UFC veteran Nick Diaz has hired a legal team to challenge the results of his failed UFC 183 drug test.

Jayne Kamin-Oncea-USA TODAY Sports

With a hearing in front of Nevada Athletic Commission officials looming, UFC veteran and former Strikeforce champion Nick Diaz is retaining a law firm. Diaz was scheduled to appear at an NAC meeting earlier this week following another positive drug test for marijuana, but with a motion for continuance granted, Diaz has taken the additional time to hire a legal team to combat what he believes are "irregularities" in his test results. UFC Tonight's Ariel Helwani reported the news on Wednesday's episode.
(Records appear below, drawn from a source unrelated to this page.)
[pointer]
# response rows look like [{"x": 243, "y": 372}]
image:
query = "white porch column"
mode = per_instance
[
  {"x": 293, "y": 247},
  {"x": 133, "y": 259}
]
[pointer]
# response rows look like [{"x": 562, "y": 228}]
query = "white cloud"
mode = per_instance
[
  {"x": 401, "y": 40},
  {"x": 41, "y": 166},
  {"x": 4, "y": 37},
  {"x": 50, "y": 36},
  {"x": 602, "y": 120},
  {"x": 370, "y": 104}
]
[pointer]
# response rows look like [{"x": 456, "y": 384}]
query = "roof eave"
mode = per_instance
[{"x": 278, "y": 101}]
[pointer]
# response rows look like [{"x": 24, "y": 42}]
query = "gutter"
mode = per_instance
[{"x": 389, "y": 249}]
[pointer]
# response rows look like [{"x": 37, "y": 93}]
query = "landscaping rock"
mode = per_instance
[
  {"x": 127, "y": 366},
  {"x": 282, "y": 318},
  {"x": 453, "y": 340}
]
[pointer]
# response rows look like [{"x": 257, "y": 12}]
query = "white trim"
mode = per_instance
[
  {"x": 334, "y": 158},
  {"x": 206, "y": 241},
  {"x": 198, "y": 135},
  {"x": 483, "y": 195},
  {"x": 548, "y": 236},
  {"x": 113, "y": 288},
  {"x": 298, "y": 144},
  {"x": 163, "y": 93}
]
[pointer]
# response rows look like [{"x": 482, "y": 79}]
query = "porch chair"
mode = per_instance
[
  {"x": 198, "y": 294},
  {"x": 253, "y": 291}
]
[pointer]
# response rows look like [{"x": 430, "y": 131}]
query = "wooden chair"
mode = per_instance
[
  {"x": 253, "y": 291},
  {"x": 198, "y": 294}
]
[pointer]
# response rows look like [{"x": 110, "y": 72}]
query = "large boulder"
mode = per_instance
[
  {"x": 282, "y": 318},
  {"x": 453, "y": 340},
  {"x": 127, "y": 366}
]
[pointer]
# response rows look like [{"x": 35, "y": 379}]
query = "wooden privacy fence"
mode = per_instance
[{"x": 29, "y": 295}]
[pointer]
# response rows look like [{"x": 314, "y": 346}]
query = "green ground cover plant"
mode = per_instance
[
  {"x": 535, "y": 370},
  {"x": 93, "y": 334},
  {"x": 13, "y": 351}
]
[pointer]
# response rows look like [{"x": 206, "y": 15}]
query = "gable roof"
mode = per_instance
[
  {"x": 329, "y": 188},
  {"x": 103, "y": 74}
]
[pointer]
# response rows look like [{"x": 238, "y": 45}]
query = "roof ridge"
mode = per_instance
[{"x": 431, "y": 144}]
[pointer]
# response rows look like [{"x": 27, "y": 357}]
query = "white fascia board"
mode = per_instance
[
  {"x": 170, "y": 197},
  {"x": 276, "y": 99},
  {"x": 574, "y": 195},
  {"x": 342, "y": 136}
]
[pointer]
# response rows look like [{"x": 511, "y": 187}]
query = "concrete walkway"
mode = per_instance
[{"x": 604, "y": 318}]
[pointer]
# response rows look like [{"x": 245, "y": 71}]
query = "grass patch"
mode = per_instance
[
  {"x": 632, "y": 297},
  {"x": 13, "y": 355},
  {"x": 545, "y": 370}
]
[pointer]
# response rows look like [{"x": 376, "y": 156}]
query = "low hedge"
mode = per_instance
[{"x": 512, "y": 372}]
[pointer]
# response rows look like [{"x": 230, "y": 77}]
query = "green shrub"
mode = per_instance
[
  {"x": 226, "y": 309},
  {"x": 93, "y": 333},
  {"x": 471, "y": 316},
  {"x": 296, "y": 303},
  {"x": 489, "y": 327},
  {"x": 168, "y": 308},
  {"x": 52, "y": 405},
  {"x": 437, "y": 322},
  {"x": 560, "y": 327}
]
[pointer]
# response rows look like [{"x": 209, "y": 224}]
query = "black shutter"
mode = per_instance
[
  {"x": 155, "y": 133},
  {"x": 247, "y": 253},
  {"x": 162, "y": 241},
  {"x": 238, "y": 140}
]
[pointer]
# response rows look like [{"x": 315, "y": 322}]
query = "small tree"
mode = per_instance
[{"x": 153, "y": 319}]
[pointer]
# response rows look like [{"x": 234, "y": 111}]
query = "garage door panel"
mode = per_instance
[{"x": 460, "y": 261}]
The Seham, Seham, Meltz, and Petersen LLP firm is based in New York and they will be representing Diaz at his next hearing, which is expected to be in April, but the commission has not confirmed the date.

Diaz's troubles with passing drug tests in Nevada are well known. His gogoplata win over Takanori Gomi at PRIDE 33 was stricken from the record books in 2006 and he was suspended for 6 months. Following his loss to Carlos Condit at UFC 143, Diaz was banned for a year for his 2nd marijuana-related offense, and now despite the NAC raising its allowable threshold from 15 nanograms per milliliter to 150 ng/ml, Diaz's post-fight results showed that he doubled the new limit in his loss vs. Anderson Silva at UFC 183.

In 2012 (after the Condit loss), Diaz used attorney Ross Goodman, who (unsuccessfully) argued that the metabolites found in his sample didn't prove that he'd been using marijuana in-competition, as opposed to the penalty-free out-of-competition standards imposed by WADA.